Reduction not recognized in Fortran

Hello,

This is my case, t_ptr is a pointer to pointer to a 3-D array (t_ptr => ptr => u1), and sclr is a scalar value. Following is my code snippet, which gives a “Segmentation Fault”.

       #ifdef __PGI
       !$acc data region copy(t_ptr) copyin(sx, sy, sz, sclr)
       !$acc region do parallel
       #endif
       do i=1,1
          t_ptr(sx, sy, sz) = t_ptr(sx, sy, sz) + sclr
       enddo
       #ifdef __PGI
       !$acc end region
       !$acc end data region
       #endif

Following is the informational messages:

     13, PGI Unified Binary version for -tp=nehalem-64 -ta=nvidia
     32, Loop unrolled 3 times (completely unrolled)
     36, Generating copyin(sclr)
         Generating copyin(sz)
         Generating copyin(sy)
         Generating copyin(sx)
         Generating copy(ptr(:,:,:))
     38, Generating copy(t_ptr(sx,sy,sz))
         Generating compute capability 1.0 binary
         Generating compute capability 2.0 binary
     40, Complex loop carried dependence of 't_ptr' prevents parallelization
         Loop carried dependence due to exposed use of 't_ptr(sx,sy,sz)' prevents parallelization
         Accelerator kernel generated
         40, !$acc do seq
         CC 1.0 : 2 registers; 44 shared, 0 constant, 0 local memory bytes; 33% occupancy
         CC 2.0 : 4 registers; 0 shared, 60 constant, 0 local memory bytes; 16% occupancy

How can I solve this error?

Thanks
Sayan

Hi Sayan,

There a couple of issues here.

First, F90 pointers are yet supported within Accelerator regions.
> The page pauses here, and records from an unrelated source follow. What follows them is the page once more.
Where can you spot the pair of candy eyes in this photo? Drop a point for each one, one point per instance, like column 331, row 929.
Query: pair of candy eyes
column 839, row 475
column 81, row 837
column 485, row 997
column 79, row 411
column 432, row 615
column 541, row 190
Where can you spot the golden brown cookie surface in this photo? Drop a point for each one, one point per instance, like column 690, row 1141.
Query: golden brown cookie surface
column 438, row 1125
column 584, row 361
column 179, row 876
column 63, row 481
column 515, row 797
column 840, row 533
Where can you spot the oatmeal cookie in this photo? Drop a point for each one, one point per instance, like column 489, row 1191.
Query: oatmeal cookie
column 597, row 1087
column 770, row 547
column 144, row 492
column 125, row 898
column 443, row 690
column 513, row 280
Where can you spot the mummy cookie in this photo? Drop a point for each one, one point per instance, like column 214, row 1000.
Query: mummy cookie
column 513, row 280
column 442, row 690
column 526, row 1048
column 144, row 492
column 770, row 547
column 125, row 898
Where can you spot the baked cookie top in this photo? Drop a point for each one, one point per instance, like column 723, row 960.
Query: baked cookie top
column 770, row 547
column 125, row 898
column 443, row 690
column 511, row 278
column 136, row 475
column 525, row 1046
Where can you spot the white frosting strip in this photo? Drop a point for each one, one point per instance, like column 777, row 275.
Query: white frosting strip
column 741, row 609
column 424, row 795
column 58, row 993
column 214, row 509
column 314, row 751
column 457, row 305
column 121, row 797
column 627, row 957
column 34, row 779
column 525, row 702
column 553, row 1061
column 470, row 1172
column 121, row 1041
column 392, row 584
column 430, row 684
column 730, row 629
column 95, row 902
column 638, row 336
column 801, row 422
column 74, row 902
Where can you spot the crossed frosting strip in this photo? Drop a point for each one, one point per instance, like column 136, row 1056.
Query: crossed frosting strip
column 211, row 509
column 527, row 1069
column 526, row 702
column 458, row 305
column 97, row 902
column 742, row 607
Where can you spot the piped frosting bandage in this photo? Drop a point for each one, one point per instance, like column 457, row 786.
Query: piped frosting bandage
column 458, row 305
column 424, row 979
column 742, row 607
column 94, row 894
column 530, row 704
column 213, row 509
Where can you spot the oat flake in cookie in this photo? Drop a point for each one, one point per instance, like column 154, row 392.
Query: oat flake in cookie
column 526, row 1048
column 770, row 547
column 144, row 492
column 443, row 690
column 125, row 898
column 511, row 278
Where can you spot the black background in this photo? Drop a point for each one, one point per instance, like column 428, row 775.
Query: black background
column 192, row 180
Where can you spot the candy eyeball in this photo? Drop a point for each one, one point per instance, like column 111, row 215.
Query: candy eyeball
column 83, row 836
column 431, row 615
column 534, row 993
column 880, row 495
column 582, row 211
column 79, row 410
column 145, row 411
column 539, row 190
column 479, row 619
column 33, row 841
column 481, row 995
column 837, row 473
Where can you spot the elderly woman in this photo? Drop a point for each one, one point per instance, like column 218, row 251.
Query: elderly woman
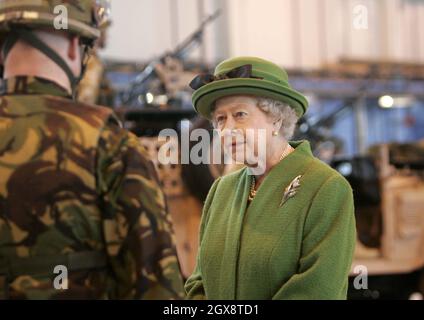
column 286, row 233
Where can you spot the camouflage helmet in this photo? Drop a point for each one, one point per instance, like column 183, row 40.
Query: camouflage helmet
column 84, row 17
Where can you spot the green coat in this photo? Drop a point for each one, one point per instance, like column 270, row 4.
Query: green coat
column 302, row 250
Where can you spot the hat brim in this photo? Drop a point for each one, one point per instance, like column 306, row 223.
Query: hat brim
column 204, row 98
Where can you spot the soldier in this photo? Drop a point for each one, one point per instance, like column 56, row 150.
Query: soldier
column 81, row 212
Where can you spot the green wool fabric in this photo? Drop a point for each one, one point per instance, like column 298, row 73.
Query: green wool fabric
column 301, row 250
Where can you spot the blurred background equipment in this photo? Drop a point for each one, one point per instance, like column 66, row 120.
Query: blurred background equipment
column 361, row 65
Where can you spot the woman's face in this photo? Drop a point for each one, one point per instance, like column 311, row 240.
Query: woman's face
column 245, row 127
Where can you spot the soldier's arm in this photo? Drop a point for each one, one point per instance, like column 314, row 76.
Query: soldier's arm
column 137, row 229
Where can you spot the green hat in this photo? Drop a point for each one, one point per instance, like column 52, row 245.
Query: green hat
column 245, row 76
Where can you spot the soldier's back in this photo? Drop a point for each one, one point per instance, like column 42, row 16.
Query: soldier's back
column 48, row 198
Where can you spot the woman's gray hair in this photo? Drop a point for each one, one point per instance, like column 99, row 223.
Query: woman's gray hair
column 279, row 110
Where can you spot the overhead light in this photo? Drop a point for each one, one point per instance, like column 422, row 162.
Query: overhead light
column 386, row 101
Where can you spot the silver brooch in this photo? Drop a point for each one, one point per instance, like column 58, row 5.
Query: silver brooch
column 291, row 190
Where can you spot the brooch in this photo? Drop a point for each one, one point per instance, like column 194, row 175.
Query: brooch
column 291, row 190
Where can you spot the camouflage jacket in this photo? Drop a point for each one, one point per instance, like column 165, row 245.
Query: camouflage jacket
column 72, row 180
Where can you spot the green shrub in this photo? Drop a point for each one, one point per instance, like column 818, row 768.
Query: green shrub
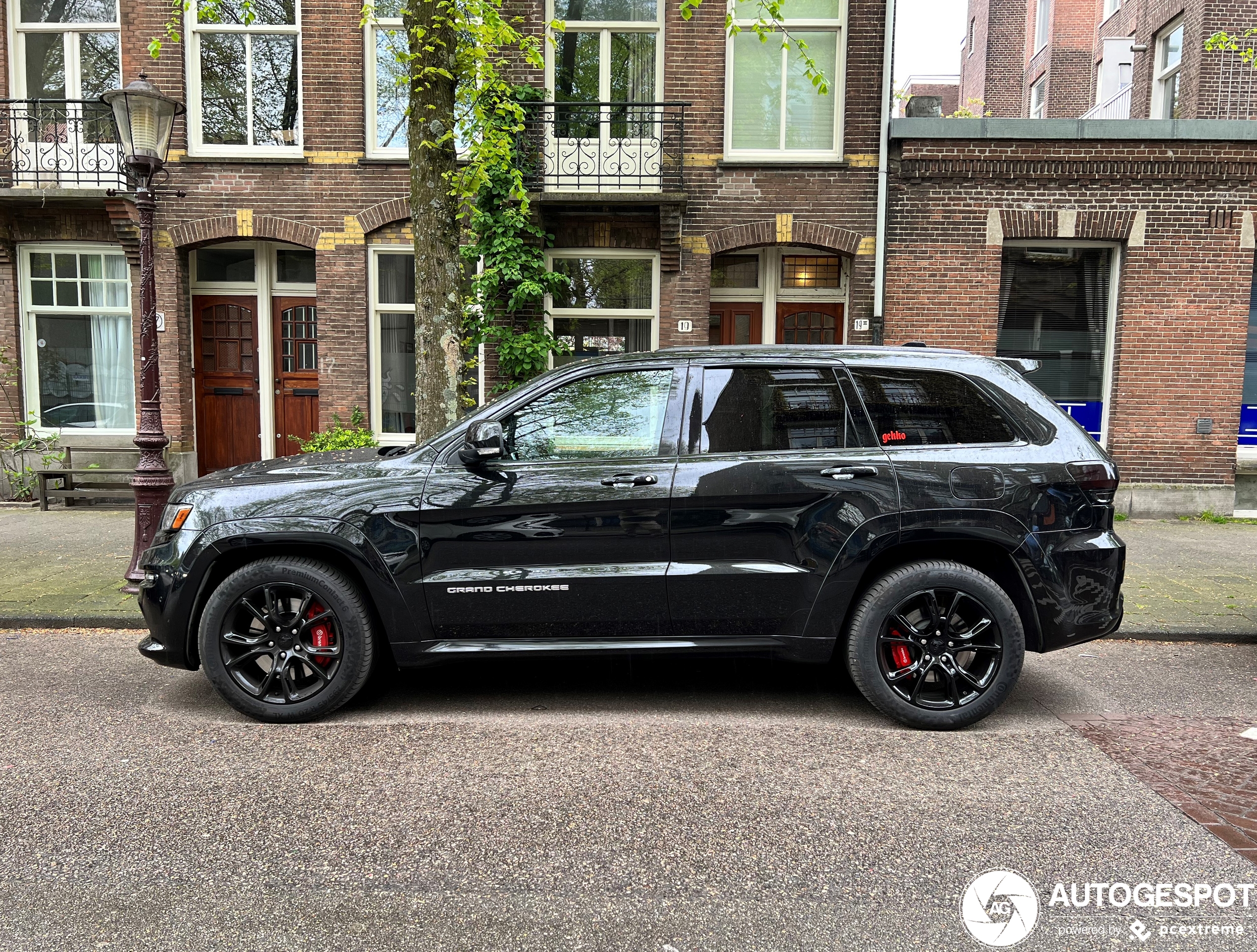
column 341, row 437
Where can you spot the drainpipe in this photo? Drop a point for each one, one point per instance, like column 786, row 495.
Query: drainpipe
column 888, row 98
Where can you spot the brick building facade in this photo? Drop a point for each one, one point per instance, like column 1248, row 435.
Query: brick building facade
column 1109, row 59
column 692, row 196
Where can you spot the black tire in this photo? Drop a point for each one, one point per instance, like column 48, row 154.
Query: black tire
column 951, row 669
column 266, row 665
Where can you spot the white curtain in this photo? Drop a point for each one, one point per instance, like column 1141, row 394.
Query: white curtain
column 112, row 372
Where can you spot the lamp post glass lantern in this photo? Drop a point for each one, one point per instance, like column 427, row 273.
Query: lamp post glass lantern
column 145, row 121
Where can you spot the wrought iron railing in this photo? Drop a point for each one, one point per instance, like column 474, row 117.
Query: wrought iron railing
column 605, row 146
column 59, row 144
column 1115, row 107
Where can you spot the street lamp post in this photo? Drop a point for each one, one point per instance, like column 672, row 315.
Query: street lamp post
column 145, row 120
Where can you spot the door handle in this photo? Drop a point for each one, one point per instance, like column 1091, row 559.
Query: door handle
column 629, row 479
column 848, row 473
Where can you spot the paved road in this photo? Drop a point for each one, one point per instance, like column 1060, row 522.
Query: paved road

We need to aliasing issues before this can be added but our hope is that it’s a solvable problem.

Second, you don’t want to copy your scalars in the data region. This promotes them to global memory hurting performance. Instead, remove the copyin clause and let the compiler either privatize them or pass them in as arguments to the generated kernel.

Third, the loop is not parallel since every iteration of the loop updates the same element of t_ptr. Granted, the trip count is 1 so there’s no parallelism to begin with, but the compiler’s dependency analysis doesn’t take the trip count into account when determining independence.

  • Mat

Thank you for your reply. I guess the only way left would be to access the arrays directly, and let the compiler recognize the reduction.

Please bear with me, I am new in Fortran and after your reply I have a question w.r.t array processing. If there is an operation like:

A = A + B
or
A = A + (B*C)

where, A, B and C are arrays with same shape, then if such an operation
occurs within a compute region then would this operation be moved to the device?

Thank you
Sayan

Hi Sayan,

Yes, array syntax is supported. So the following would accelerate:

!$acc region
A = A + B 
!$acc end region

Array syntax gets expanded by the compiler into an implied DO loop and then accelerated after the expansion.

  • Mat

Hello Mat,

Thank you once again. Referring to my original question, I have removed the pointers and I use an array, like this:

  !$acc region
  ....some other code
  ....some other code
  do k=k0,k1
   do j=j0,j1
      do i=i0,i1
          u(i,j,k)=u(i,j,k)+k
       enddo
      enddo
   enddo
  !$acc end region

I use the following compiler optimization options:

-Mpreprocess -fastsse -Mvect=noaltcode -Mipa=fast -mp=numa -ta=nvidia,host -Minfo=accel,loop,opt -Mneginfo

Is there a way that the compiler would be able to recognize the array reduction inside the acc region and make it parallel?

Thank you
Sayan

Hi Sayan,

Is there a way that the compiler would be able to recognize the array reduction inside the acc region and make it parallel?

Yes, the compiler will automatically detect reductions and generate an optimal parallel reduction code. Though, the reduction variable must be a scalar and the reduction performed across the outer loop.

For example:

sum =0 
!$acc region
    do k=k0,k1
   do j=j0,j1
      do i=i0,i1
          sum = sum + u(i,j,k)
       enddo
      enddo
   enddo
  !$acc end region

As part of our OpenACC implementation were working on adding support for inner loop reductions.

!$acc parallel
!$acc loop gang
    do k=k0,k1
    sum = 0
!$acc loop vector(32), reduction(+:sum)
   do j=j0,j1
          sum = sum + u(j,k)
      enddo
     array(k) = sum
   enddo
  !$acc end parallel
  • Mat

Thanks, great info.